Hoje, o mais indicado, para além do tratamento comportamental, são os medicamentos sedativos não benzodiazepínicos. Entre eles, os mais usados são os antidepressivos, pois em dosagens mais baixas eles funcionam como sedativos e são seguros para o uso, com poucos efeitos colaterais.

O Zolpiden, muito popular atualmente, é um destes medicamentos sedativos não benzodiazepínicos. Ele foi desenvolvido para tratar a insônia aguda, temporariamente, por alguns meses. O problema, segundo a pneumologista, “é que ele começou a ser usado em larga escala e à revelia, de forma permanente, sob a falsa ideia de que não causa dependência. Não existem ainda trabalhos que assegurem o uso deste medicamento por longos períodos. O que se percebeu com isso é que ele tem causado nesses usuários efeitos colaterais como perda de memória recente.” Por isso, a orientação médica é descontinuar o tratamento prolongado com o Zolpiden.

 

Melatonina, uma arma potente contra a insônia

Bastante popular hoje em dia, principalmente entre os jovens, a melatonina é uma grande arma para o combate à insônia, diz a Dra. Luciana. Conhecida como “hormônio do sono”, ela é classificada como um suplemento e não um medicamento, pois é uma substância que o organismo também produz. De acordo com a médica, “ela é mais indicada para aquelas pessoas que têm pouco contato com o sol, como idosos que vivem em asilos, pessoas sedentárias, pessoas que viajam e são submetidas a mudanças de fuso horário com muita frequência. Além disso, mesmo em pacientes que não se enquadram nessas condições, a melatonina tem sido usada com uma boa resposta. Inclusive é possível, com o seu uso, ‘desmamar’ o uso de outros remédios para dormir, aliando-o a ajustes na higiene do sono e atividade física.”

“Em geral, a melatonina deve ser ingerida pelo paciente ao deitar-se, já com as luzes apagadas. Para pessoas que têm que dormir mais tarde, como aquelas que trabalham à noite ou têm o sono mais atrasado, a melatonina pode ser usada em dose baixa, durante o dia, para antecipar o sono da noite”, afirma a pneumologista. Ela complementa que existem diversos trabalhos que comprovam que o uso da melatonina na dosagem adequada é seguro e não tem efeitos colaterais.

É importante ressaltar que qualquer medicamento para indução do sono deve ser utilizado somente com indicação e sob supervisão médica.
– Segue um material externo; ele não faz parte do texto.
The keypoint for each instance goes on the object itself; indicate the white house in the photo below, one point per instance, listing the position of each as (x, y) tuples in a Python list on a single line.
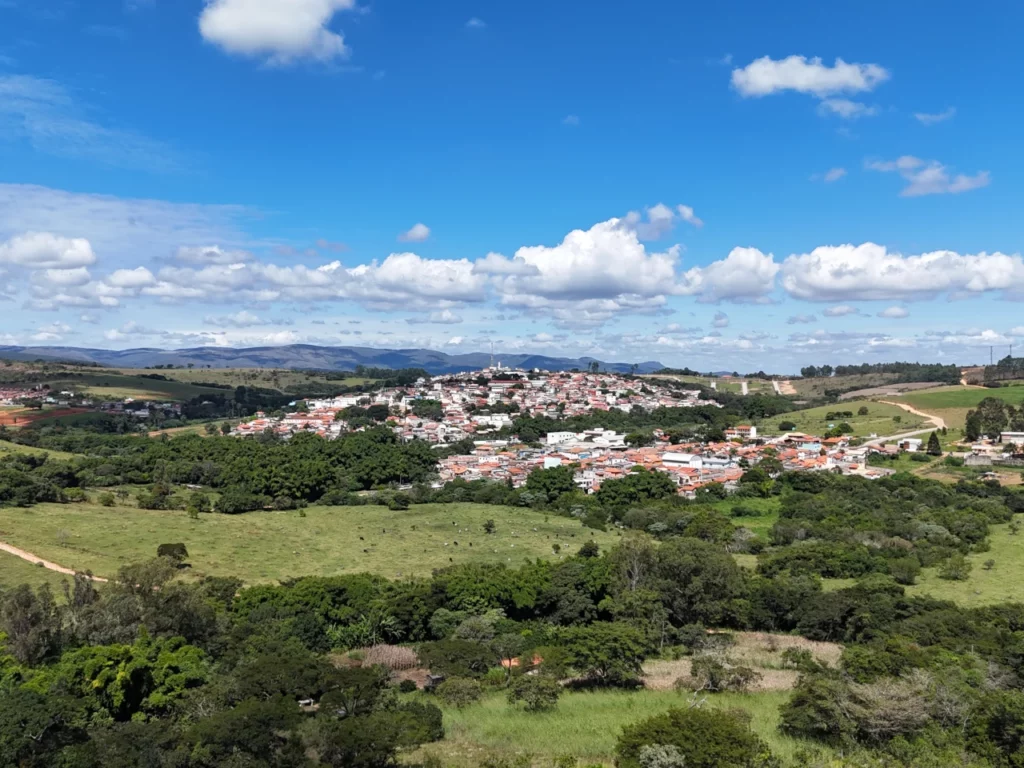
[(687, 461)]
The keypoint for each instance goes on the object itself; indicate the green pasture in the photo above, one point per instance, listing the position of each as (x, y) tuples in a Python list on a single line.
[(271, 546)]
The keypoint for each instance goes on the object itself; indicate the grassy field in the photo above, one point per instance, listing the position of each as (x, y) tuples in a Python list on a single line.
[(269, 546), (951, 403), (283, 380), (878, 421), (14, 571), (1001, 584), (729, 384), (761, 523), (817, 387), (585, 725), (113, 385), (9, 449)]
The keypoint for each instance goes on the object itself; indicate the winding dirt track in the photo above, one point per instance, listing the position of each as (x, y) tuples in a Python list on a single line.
[(29, 557), (936, 420)]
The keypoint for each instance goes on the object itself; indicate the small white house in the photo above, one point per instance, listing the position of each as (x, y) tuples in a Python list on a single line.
[(556, 438), (685, 461)]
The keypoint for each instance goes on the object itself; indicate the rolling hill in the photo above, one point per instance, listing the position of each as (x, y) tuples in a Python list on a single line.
[(309, 356)]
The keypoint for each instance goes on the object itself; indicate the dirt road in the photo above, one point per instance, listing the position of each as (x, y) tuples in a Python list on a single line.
[(937, 421), (28, 556)]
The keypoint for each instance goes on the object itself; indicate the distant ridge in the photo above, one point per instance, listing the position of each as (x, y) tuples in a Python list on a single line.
[(311, 357)]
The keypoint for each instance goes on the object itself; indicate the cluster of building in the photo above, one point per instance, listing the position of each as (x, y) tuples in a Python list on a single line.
[(449, 409), (14, 395), (474, 407), (598, 455)]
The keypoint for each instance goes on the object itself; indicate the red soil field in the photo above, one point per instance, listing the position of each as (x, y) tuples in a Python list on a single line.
[(20, 417)]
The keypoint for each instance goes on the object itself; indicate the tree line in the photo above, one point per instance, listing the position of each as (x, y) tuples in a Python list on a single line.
[(152, 671)]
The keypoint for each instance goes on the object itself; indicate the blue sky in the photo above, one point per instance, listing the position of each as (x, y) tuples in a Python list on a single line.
[(735, 186)]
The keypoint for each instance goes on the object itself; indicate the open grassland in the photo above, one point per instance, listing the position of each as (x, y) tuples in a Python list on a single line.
[(284, 380), (817, 387), (765, 513), (879, 420), (723, 384), (113, 385), (952, 402), (9, 449), (270, 546), (983, 587), (585, 725), (22, 417), (14, 571)]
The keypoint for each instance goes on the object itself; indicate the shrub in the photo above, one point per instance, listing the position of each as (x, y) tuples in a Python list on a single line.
[(904, 569), (662, 756), (818, 709), (460, 691), (75, 496), (702, 738), (708, 673), (956, 568), (393, 657), (176, 552), (537, 692)]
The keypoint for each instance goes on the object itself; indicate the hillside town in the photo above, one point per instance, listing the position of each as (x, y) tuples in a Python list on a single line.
[(450, 409), (470, 409), (472, 415)]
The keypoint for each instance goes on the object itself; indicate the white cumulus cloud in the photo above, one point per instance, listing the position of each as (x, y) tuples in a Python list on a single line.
[(745, 274), (846, 109), (417, 233), (46, 251), (870, 271), (929, 177), (895, 312), (932, 118), (282, 31), (766, 76)]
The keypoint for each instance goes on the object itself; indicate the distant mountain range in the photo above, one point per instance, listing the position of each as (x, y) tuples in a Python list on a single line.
[(311, 357)]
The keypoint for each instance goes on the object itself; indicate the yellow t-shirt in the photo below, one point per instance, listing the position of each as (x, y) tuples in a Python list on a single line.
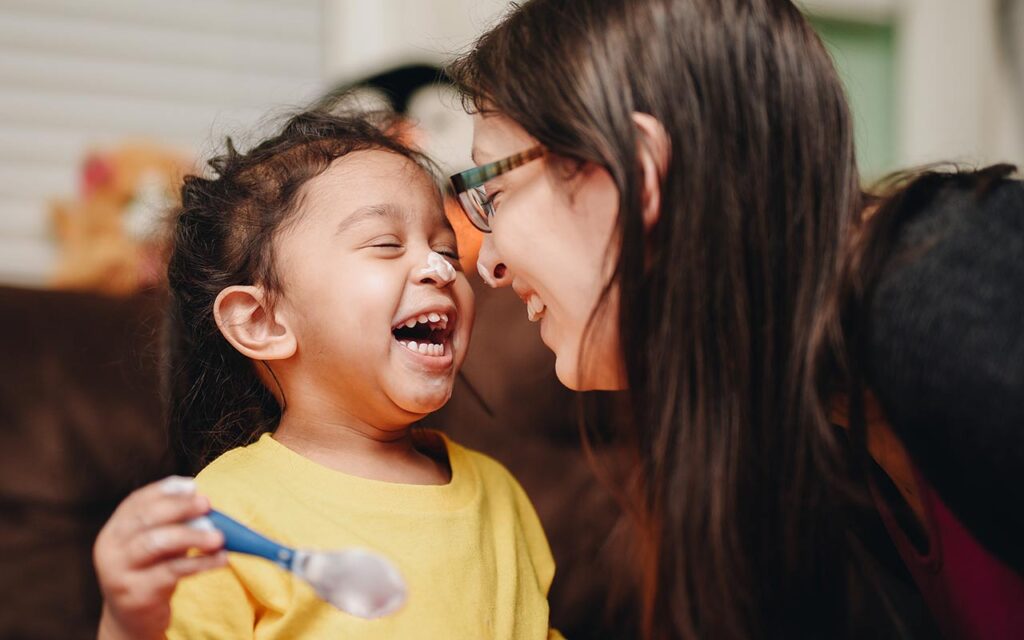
[(475, 560)]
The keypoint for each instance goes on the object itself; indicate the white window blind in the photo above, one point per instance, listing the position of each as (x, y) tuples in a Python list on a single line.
[(77, 76)]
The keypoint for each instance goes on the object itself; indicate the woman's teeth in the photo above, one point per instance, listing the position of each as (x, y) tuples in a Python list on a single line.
[(424, 348), (535, 308)]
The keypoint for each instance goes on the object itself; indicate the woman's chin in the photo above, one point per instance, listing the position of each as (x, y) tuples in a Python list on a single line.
[(567, 370)]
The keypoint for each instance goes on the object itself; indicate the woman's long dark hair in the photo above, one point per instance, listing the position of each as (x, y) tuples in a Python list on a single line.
[(223, 236), (723, 316)]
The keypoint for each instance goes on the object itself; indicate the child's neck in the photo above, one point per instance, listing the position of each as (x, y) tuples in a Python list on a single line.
[(351, 446)]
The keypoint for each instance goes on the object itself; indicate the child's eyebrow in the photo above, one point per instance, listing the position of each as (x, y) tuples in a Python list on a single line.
[(361, 214)]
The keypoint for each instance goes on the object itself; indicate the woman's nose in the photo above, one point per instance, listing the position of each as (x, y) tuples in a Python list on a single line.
[(492, 269)]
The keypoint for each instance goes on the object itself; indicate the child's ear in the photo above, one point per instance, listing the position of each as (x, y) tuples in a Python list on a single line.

É fundamental que o médico faça o diagnóstico para prescrever a medicação certa, na dosagem e horário adequados, quando necessário.

 

HIGIENE DO SONO

A adoção das práticas de higiene do sono é o melhor e mais eficaz tratamento para a insônia, na maioria dos casos. Confira as principais orientações, de acordo com a Dra. Luciana Macedo:

. Praticar atividade física regular. Esse é o melhor remédio para induzir o sono à noite. Porém, o exercício deve ser praticado até quatro horas antes de dormir, para evitar que o cortisol liberado no organismo mantenha a pessoa alerta. Se o único horário disponível para fazer os exercícios é à noite, é recomendado buscar a ajuda de um especialista em sono para orientar a adoção de medidas complementares;

. A partir do meio da tarde, evitar o consumo em excesso de alimentos que contenham cafeína, como café, refrigerantes, achocolatados, chá preto e outros;

. Ter uma alimentação menos volumosa e mais leve à noite, evitando massas, açúcar e frituras, e fazer a última refeição cerca de duas horas antes de dormir;

. A partir de uma certa hora da noite, idealmente após a última refeição, manter as luzes da casa na penumbra. É necessária a ausência de luz para que o organismo produza a contento o hormônio melatonina, que induz o sono;

. Ir para a cama apenas quando estiver com sono. Não é recomendado ir se deitar para esperar o sono chegar;

. Não ver televisão ou outros aparelhos eletrônicos deitado ou no quarto de dormir;

. Cuidar para que o ambiente do quarto tenha boas condições de temperatura, silêncio e pouca luminosidade;

. Manter uma rotina de vida com horários bem definidos como, por exemplo, fazer as refeições e ir para a cama nos mesmos horários habitualmente.